1.) Have a defined process and constantly refine it.
Before you start you should have a process defined and you should make sure you review this process to add improvements. The process needs to be flexible in order to accomodate different types of projects, from benchmarking a core application through to making sure an e-commerce site can handle the Christmas rush.
2.) Define the Goals up front.
This seems obvious, but you need to understand why are you testing and what the performance goals of the system under test are. (Note I use the word goals not requirements). Here, the move to ITIL may help where service design packages developed early on should include the performance requirements.
3.) Let Risk guide you.
The performance risk and consequences of failure should guide the type and amount of performance testing you do. Don’t just test what is easy to test.
4.) Don’t be afraid to say no.
If you are given responsibility for signing off on the performance of the system, you are the expert. If, subsequently, you are not given enough time or the correct tools then be prepared to say that you cannot test the system adequately. Remember that the caveats you place in your final report may never make it into the summary presented to the management board!
5.) Get the workload right.
If you don’t test the system with the correct workload it won’t matter if everything else is perfect – the results will be wrong. This means you need to understand user behaviours and their frequency. Don’t forget to include error scenarios as well.
6.) Develop Quality Scripts.
Make sure your scripts emulate user behaviour as much as possible and remember that users make mistakes, leave processes early and have comfort breaks! Also, make sure your script check what is returned to the user is what is expected.
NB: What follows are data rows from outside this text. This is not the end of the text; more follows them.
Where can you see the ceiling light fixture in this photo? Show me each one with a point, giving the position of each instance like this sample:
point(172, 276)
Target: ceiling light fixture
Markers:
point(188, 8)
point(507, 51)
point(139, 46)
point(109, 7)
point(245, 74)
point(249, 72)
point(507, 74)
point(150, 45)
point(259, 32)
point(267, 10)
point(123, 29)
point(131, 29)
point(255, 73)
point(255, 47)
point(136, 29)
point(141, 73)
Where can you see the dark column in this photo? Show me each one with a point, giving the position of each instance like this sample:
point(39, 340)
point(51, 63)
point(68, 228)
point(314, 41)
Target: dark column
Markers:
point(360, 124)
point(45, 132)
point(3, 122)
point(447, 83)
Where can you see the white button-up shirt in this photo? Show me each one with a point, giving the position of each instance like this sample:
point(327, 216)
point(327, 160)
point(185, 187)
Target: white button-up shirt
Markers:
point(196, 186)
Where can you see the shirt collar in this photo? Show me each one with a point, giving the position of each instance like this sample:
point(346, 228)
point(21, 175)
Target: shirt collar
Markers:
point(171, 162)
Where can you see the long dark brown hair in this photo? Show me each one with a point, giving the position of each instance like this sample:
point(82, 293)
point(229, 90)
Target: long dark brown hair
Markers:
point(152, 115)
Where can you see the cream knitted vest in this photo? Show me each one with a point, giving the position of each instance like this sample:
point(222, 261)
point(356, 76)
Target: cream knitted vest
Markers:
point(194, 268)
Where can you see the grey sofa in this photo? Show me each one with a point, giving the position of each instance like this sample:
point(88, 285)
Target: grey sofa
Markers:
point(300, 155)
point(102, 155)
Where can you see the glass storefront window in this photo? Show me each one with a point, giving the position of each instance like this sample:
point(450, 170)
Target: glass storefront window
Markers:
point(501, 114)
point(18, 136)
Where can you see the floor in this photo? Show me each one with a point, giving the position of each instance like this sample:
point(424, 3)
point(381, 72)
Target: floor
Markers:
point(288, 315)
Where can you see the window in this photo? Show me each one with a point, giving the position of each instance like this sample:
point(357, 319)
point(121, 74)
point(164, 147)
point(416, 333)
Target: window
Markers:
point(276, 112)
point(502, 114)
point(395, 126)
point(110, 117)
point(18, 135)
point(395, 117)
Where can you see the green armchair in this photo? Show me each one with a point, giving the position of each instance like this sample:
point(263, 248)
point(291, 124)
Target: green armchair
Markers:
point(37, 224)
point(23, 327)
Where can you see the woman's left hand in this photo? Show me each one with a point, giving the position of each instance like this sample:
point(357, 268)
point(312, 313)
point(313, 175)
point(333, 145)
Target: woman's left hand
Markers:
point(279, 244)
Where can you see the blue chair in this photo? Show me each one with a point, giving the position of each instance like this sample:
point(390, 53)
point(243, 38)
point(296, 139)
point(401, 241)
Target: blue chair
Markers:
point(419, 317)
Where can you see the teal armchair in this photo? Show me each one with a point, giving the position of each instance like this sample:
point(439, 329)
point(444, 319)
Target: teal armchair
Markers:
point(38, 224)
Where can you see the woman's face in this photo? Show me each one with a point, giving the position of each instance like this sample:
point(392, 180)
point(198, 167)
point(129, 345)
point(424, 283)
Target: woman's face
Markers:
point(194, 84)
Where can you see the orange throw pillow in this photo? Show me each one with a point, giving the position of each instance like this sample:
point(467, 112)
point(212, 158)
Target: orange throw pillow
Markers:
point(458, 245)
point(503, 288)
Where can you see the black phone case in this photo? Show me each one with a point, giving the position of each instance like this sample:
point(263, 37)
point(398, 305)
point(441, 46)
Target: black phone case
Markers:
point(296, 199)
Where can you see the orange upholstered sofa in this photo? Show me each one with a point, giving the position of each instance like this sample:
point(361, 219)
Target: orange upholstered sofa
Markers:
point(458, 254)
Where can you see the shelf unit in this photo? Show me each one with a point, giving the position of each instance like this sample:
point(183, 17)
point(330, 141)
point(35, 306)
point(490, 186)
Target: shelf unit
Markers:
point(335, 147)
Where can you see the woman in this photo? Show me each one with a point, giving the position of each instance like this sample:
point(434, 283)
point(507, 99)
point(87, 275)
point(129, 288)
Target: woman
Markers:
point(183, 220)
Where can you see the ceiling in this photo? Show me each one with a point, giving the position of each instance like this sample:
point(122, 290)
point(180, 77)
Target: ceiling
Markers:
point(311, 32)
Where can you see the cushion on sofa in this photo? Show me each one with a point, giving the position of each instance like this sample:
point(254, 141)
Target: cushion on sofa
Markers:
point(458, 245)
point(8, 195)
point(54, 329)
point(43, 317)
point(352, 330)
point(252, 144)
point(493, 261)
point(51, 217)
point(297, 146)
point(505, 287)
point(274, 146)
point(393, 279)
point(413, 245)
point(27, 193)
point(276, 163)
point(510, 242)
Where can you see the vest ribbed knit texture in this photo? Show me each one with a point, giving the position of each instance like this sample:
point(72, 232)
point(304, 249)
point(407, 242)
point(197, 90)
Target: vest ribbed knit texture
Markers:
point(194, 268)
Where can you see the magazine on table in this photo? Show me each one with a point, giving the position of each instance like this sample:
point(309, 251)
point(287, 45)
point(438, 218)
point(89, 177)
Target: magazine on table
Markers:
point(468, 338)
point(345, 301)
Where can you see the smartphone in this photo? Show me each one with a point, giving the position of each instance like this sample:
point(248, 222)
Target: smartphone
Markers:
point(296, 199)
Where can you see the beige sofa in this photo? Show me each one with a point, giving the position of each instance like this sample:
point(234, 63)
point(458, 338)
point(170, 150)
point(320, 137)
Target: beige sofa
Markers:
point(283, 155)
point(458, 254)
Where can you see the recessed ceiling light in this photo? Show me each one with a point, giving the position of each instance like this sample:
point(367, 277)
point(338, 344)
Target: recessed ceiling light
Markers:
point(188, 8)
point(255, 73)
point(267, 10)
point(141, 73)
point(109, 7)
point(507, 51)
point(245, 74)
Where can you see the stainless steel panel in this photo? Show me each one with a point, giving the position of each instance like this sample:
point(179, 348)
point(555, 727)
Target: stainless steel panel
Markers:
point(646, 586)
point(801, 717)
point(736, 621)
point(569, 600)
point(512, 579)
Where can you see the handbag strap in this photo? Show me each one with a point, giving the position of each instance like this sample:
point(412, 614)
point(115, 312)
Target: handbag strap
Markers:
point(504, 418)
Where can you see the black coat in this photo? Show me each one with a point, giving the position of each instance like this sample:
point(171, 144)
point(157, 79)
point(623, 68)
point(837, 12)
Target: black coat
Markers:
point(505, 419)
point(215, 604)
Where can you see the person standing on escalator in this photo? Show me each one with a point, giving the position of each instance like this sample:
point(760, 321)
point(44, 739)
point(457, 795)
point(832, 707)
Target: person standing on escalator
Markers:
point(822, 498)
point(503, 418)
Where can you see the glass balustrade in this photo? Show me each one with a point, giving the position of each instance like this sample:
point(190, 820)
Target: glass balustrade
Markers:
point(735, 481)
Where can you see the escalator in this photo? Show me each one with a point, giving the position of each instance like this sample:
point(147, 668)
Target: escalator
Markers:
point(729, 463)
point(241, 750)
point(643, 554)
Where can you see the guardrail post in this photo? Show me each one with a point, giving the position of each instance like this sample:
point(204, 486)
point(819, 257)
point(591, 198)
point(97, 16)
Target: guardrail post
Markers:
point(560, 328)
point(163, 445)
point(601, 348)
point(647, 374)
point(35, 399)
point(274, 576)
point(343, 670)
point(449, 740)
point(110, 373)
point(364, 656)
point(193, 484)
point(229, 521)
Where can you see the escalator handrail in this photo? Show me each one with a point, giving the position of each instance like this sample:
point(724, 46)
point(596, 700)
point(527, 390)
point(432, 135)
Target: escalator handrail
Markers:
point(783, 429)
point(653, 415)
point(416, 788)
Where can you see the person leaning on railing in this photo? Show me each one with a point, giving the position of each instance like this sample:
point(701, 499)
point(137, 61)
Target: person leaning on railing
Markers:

7.) Select an appropriate test environment.
Is best practise using a production-sized test environment? Not sure, but make sure your test environment is sized and up to the job involved. Make sure you can collect the necessary data about the performance of that environment during the load test.
8.) Run your performance tests for long enough and often enough.
Make sure your tests are repeatable and that the results they produce are statistically valid.
9.) Participation.
Get all the people that need to be involved in the performance test working togther. Unless you are superhuman and multi-skilled you will need DBAs, administrators, developers, Project Managers, etc., to assist in the test. Remember, for the best results get these stakeholders involved in the process early on.
10.) Remember, people want results not data.
Don’t just present the canned report from the performance test tool; you need to analyse the results and present the key facts of the load test. And remember that different people will want different results from the load test – a manager will want to know if it passed whereas the DBA will want to know if the SGA is sized correctly, for example.